PNCR/APNU/AFC operatives must be held accountable for lies

General Secretary of the People’s Progressive Party, Dr Bharrat Jagdeo has said that the People’s National Congress Reform (PNCR), A Partnership for National Unity (APNU) and Alliance for Change (AFC) operatives must be put under the spotlight to face scrutiny for their countless fabrications.

The GS was at the time specifically addressing AFC’s Nigel Hughes’ contention that hundreds of Afro-Guyanese men disappeared during the PPP/C government’s tenure in office.

General Secretary of the People’s Progressive Party

Hughes on a social media programme on November 10, 2024 had said, “Has anybody apologised for those 1,200 African males that disappeared that we still don’t have a Commission of Inquiry for?” At the time he was deflecting from questions on apologizing for the AFC’s role in the attempt to rig the March 2020 General and Regional Elections.

The PPP General Secretary dismissed this statement as a historically blatant lie intended to mislead the Guyanese people. He berated Hughes for attempting to resuscitate the false narrative in 2024. 

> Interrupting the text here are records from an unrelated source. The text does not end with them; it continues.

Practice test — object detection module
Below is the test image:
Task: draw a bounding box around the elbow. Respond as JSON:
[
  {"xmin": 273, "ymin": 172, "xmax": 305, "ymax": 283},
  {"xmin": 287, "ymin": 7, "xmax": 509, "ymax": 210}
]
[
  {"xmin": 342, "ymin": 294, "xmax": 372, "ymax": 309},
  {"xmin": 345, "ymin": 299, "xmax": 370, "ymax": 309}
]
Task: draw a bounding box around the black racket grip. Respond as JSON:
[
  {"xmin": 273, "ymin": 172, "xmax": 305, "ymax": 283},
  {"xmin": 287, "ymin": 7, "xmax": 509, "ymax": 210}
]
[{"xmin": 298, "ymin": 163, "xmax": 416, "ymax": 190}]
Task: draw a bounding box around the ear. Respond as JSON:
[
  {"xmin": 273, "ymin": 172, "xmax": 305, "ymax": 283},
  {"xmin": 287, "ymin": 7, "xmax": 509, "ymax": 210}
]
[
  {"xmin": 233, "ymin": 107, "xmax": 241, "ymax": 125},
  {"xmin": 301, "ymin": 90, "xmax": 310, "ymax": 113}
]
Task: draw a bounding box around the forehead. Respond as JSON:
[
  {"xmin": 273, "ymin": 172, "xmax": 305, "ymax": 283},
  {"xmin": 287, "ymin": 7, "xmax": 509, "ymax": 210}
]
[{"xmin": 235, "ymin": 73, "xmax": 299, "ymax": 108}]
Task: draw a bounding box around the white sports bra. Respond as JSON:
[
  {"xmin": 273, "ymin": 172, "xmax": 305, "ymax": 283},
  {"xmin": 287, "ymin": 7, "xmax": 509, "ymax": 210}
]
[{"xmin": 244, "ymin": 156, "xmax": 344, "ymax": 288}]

“This is a lie that he and others of his ilk carried on for many, many years to keep people away from us, saying that we were targeting young black men,” he said.

Dr. Jagdeo added, “…I’ve seen the rumors again surface, resurface. I still hope that when the media meets Nigel Hughes and the AFC that they will ask him about 1,200 persons that he said disappeared – Afro-Guyanese men who disappeared under the PPP. It is a blatant lie. But he has peddled that once again in 2024…he is prone to stretch the truth, Nigel Hughes, and in a very dishonest manner. He should be given an opportunity by the media to say where he got that figure from.”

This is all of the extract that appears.